The collaboration does not stop with changes to government. The rotations of the two-party system are used to consolidate each setback with Labor governments smoothing out the rough edges left by Coalition governments. This can be witnessed in the defeat of WorkChoices, which had some holes that enabled class struggle to drive through it. This was ultimately replaced by the far more effective Fair Work Act that shuts down struggle and strangles the union movement with well targeted measures.

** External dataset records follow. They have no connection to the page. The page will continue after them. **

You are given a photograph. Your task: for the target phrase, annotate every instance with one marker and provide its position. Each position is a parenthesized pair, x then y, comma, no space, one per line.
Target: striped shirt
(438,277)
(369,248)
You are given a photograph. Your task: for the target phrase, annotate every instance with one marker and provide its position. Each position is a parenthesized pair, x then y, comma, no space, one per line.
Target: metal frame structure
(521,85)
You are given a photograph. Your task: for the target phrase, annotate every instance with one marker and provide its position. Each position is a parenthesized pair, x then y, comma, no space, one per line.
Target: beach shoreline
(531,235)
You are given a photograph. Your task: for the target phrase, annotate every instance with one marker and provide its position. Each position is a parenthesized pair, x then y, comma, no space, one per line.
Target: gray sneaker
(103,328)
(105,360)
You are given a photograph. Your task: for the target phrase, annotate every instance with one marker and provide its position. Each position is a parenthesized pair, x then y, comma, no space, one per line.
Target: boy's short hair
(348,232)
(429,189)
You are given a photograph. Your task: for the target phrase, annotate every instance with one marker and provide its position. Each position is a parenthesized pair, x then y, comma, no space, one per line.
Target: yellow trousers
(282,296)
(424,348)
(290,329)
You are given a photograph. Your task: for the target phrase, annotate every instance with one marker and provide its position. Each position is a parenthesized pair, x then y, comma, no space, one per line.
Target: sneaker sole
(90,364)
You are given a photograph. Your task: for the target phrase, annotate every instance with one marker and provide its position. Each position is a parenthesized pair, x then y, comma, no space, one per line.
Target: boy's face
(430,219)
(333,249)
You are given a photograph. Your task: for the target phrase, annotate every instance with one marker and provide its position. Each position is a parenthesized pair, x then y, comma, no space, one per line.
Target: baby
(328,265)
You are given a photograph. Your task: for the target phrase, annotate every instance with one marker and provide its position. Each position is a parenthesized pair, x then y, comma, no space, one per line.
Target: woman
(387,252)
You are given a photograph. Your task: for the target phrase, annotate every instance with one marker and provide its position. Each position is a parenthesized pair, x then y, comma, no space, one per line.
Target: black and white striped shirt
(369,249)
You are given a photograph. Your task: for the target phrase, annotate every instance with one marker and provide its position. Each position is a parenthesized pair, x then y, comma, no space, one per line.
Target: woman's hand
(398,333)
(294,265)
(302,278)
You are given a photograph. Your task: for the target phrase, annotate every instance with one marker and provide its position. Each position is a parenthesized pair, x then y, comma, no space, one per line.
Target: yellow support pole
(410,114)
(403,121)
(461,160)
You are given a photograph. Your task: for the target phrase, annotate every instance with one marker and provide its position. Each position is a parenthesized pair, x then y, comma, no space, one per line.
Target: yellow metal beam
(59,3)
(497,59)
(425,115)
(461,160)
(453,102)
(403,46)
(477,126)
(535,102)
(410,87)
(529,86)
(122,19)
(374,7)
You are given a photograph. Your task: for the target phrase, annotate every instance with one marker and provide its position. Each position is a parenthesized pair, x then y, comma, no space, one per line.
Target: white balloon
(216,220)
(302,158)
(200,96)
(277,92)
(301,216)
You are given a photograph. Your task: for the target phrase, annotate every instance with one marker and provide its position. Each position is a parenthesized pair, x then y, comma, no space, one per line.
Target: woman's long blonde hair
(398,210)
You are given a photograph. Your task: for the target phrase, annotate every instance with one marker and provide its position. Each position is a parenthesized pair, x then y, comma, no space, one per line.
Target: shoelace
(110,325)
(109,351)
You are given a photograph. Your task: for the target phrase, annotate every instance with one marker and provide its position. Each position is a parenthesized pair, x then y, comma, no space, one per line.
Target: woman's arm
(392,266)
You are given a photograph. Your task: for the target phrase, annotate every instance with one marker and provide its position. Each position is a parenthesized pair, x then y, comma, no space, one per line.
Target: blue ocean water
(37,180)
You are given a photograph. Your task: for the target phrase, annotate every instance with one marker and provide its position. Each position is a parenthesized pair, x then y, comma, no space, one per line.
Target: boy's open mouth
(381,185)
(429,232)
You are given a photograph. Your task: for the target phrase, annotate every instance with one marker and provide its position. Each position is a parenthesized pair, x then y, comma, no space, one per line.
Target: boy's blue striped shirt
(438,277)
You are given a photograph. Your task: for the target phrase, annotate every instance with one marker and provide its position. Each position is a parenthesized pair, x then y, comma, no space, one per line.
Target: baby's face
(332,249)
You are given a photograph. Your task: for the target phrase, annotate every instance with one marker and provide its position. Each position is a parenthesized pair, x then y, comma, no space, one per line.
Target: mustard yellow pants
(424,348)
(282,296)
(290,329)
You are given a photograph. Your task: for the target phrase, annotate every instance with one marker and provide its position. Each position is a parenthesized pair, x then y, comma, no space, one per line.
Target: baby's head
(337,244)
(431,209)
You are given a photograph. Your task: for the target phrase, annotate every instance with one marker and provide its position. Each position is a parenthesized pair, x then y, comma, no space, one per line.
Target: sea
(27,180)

It can take decades to build tried and trusted leadership. Workers seek and need competent leaders but when your most trusted and competent leaders go over to capitalism in the form of opportunism, this is an overwhelming situation. McPhillips was a giant against this opportunism. This was evident in the battle at the 7th SPA Congress over the Party Constitution and large parts of our Party Program, where McPhillips led a successful struggle in defeating moves to water down our program to transform our Party into an organisation that saw the social movements as primary over class struggle. This is the legacy of McPhillip’s work and leadership, which the reprinting of this pamphlet only reconfirms, renewing that pledge for a new generation of workers.

McPhillips was a legend of our movement. I urge Comrades to study McPhillip’s book, which is a strong argument in favour of communist work in the trade unions that places the priority of the Party as the leading force in that movement. Our Party must prioritise its work in this area. McPhillips was in firm agreement with Marx that the working class does not become a class until it is conscious of being a class for itself and conscious of its historic role as liberator of all classes in society. The creation of the communist party by the Australian working class resulted from that conscious role. The destruction of that party’s unity was a criminal act against the class. Those who put their sectarian views which support reformism as a priority over the creation of the class rule of the working class are responsible – just as any bourgeois politicians –  for the continued decline of the working class and its organisation. We call on them to set aside those individual egotistic views that separate them from the interests of the class. Reformism and revisionism make the class a disarmed and atomised group to be the dominated by the bourgeoisie.

Read McPhillips and be inspired and join the struggle for human liberation. Red Salute, Jack. To your firmness, your bravery, and dedication to our struggle!